= Internet transit =

Service to connect ISP to the larger Internet

Internet transit is the service of allowing network traffic to cross or "transit" a computer network, usually used to connect a smaller Internet service provider (ISP) to the larger Internet. Technically, it consists of two bundled services:
- The advertisement of customer routes to other ISPs, thereby soliciting inbound traffic toward the customer from them
- The advertisement of other ISPs' routes (usually but not necessarily in the form of a default route or a full set of routes to all of the destinations on the Internet) to the ISP's customer, thereby soliciting outbound traffic from the customer towards these networks.

Diagram of transit (red lines; arrows indicate direction of payment) and peering (green lines) interrelationships between the four types of Autonomous Systems (ASes) of which the Internet is composed. Type 1 networks have "single homed" transit, while type 2 networks have "multi-homed" transit.

In the 1970s and early 1980s-era Internet, the assumption was made that all networks would provide full transit for one another. In the modern private-sector Internet, two forms of interconnect agreements exist between Internet networks: transit, and peering. Transit is distinct from peering, in which only traffic between the two ISPs and their downstream customers is exchanged and neither ISP can see upstream routes over the peering connection. A transit free network uses only peering; a network that uses only unpaid peering and connects to the whole Internet is considered a Tier 1 network. In the 1990s, the network access point concept provided one form of transit.

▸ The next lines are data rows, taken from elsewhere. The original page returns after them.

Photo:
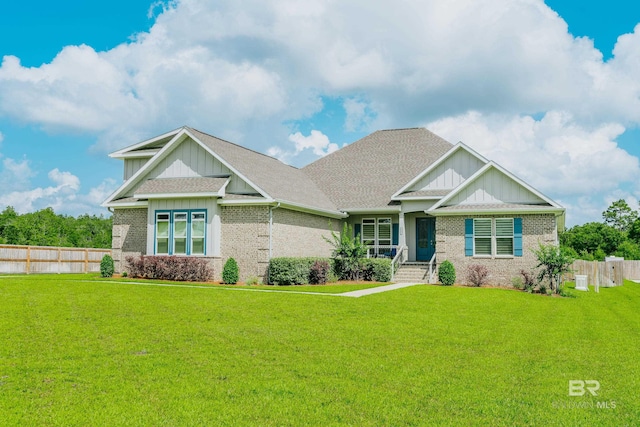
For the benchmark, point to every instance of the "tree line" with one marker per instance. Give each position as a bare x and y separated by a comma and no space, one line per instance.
46,228
618,234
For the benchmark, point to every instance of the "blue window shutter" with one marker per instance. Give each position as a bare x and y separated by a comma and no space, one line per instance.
517,236
395,230
468,237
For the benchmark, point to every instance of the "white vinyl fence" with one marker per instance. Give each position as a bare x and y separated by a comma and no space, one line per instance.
46,259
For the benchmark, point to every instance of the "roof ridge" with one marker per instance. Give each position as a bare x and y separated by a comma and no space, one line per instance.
240,146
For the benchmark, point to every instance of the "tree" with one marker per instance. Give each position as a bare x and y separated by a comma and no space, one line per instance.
348,253
593,240
554,262
619,215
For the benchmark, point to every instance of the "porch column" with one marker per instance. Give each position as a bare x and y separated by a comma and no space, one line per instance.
402,235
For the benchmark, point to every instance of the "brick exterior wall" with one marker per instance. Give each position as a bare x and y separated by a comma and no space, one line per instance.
129,235
245,237
299,234
539,228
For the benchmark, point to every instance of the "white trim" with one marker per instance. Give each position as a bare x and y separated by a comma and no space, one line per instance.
241,202
176,140
136,176
556,211
121,152
175,195
128,205
482,171
136,154
445,156
364,211
228,165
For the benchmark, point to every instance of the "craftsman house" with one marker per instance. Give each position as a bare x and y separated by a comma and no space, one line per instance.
409,194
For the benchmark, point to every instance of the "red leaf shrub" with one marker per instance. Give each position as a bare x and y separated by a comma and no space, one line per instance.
319,272
477,274
179,269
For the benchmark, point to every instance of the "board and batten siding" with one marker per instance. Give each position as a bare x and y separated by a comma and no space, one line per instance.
213,220
131,166
494,187
450,173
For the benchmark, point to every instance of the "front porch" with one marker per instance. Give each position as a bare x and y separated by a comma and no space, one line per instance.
408,239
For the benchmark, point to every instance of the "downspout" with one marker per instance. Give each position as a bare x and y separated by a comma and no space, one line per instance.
271,209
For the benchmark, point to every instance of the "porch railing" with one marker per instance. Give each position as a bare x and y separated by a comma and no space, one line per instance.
398,260
432,268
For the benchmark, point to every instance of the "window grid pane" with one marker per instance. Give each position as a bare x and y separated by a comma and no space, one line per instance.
482,227
504,227
483,245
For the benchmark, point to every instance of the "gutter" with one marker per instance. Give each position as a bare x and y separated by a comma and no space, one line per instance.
271,209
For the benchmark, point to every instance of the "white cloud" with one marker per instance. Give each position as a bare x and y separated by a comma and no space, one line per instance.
317,142
572,163
254,68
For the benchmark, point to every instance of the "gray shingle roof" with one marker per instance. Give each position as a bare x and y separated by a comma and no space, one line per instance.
425,193
492,206
192,185
280,181
366,173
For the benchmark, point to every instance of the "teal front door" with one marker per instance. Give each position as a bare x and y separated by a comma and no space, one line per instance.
425,238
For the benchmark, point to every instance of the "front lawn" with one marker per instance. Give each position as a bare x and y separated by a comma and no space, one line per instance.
78,352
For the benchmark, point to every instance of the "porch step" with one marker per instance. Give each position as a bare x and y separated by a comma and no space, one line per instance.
412,272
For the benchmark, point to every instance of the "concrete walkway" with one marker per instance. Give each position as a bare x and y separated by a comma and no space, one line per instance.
351,294
370,291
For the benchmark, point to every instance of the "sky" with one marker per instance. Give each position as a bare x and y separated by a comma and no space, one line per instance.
549,90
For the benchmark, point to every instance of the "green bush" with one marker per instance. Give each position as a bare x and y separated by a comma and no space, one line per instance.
292,270
230,272
163,267
447,273
252,281
106,266
376,269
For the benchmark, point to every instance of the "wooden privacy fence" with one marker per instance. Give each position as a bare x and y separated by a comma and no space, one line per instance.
47,259
604,273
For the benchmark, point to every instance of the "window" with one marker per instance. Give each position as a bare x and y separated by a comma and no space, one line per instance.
493,237
504,236
180,232
482,236
197,233
162,233
378,233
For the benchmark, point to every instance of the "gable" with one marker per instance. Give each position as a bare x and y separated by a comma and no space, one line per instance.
494,187
188,159
450,173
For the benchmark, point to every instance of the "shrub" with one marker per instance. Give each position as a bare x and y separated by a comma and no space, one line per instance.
554,262
319,272
348,253
106,266
230,272
542,288
253,280
528,280
162,267
376,269
292,271
447,273
517,282
477,274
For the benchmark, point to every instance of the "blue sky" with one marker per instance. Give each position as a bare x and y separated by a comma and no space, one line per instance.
535,86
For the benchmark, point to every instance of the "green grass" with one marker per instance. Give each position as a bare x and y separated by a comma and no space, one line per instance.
75,352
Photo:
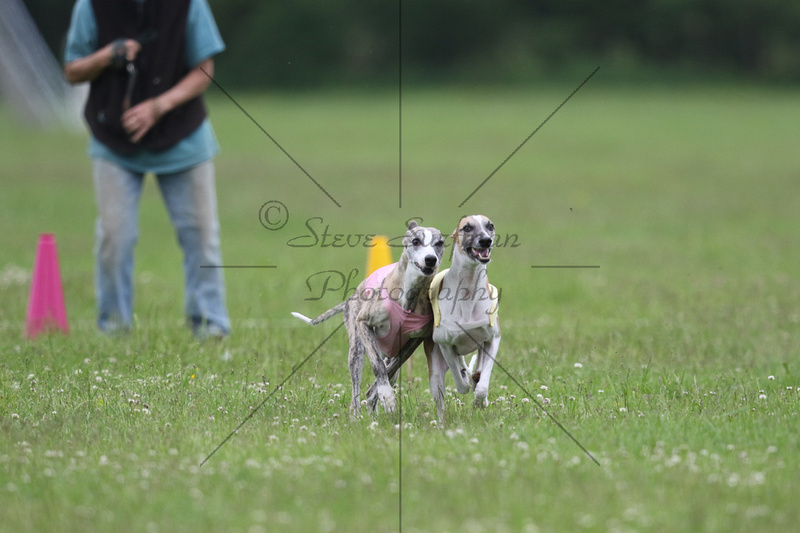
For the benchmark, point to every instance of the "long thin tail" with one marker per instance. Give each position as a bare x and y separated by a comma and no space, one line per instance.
323,317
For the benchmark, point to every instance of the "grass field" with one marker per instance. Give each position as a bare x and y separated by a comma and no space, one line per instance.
675,363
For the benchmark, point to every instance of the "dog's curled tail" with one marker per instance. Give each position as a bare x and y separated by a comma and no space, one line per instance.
321,318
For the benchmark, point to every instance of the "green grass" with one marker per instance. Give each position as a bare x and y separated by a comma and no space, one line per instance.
687,335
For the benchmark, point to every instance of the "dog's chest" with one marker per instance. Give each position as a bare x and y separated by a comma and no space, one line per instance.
465,340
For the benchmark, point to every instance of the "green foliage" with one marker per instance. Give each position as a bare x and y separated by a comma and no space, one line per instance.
686,337
308,44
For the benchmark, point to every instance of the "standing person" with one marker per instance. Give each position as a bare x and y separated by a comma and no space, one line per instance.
148,63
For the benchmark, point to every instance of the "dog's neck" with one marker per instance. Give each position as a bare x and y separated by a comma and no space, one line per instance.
471,274
409,288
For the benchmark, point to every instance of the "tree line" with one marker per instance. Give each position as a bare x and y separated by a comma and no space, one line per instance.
307,43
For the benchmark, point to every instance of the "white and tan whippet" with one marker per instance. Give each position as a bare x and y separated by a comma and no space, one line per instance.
465,315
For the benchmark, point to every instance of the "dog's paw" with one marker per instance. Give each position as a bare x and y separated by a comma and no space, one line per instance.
481,399
387,399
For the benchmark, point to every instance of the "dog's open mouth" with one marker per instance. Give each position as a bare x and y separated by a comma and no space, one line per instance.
428,271
480,254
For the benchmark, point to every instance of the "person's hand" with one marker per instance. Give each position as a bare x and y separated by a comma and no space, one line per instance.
122,51
138,120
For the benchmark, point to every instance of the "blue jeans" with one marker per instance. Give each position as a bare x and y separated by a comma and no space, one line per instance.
191,200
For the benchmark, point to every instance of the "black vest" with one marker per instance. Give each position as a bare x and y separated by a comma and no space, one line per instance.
160,26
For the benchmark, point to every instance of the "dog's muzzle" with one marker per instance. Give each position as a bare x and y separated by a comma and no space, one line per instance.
482,254
430,265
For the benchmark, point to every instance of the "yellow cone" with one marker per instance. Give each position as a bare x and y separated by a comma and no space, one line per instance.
379,255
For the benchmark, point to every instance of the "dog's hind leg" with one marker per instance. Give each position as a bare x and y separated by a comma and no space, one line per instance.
383,389
482,372
355,360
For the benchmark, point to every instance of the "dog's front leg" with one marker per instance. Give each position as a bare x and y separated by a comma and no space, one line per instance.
482,372
437,368
457,366
383,388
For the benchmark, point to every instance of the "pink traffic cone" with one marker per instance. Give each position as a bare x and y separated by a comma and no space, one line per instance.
46,303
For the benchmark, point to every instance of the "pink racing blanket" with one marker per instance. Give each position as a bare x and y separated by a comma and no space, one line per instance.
401,322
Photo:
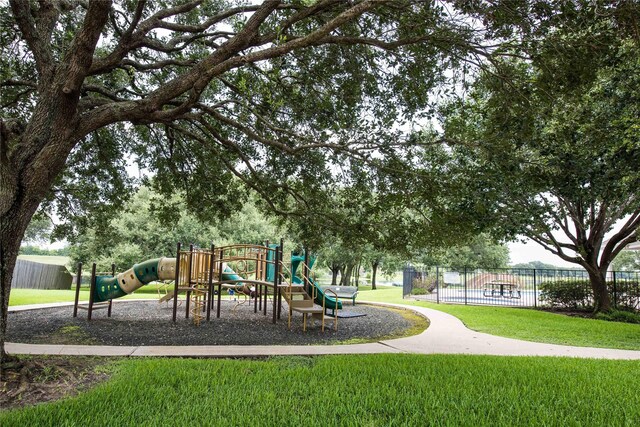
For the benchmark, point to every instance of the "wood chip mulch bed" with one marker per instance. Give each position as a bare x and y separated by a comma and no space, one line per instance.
136,323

Pricing for the internet transit varies at different times and geographical locations. The transit service is typically priced per megabit per second per month, and customers are often required to commit to a minimum volume of bandwidth, and usually to a minimum term of service as well, usually using a 95th percentile burstable billing scheme. Some transit agreements provide "service-level agreements" which purport to offer money-back guarantees of performance between the customer's Internet connection and specific points on the Internet, typically major Internet exchange points within a continental geography such as North America. These service level agreements still provide only best-effort delivery since they do not guarantee service the other half of the way, from the Internet exchange point to the final destination.

==See also==
- Commercial Internet eXchange (CIX)
- Federal Internet Exchange (FIX)
- Internet exchange point (IXP)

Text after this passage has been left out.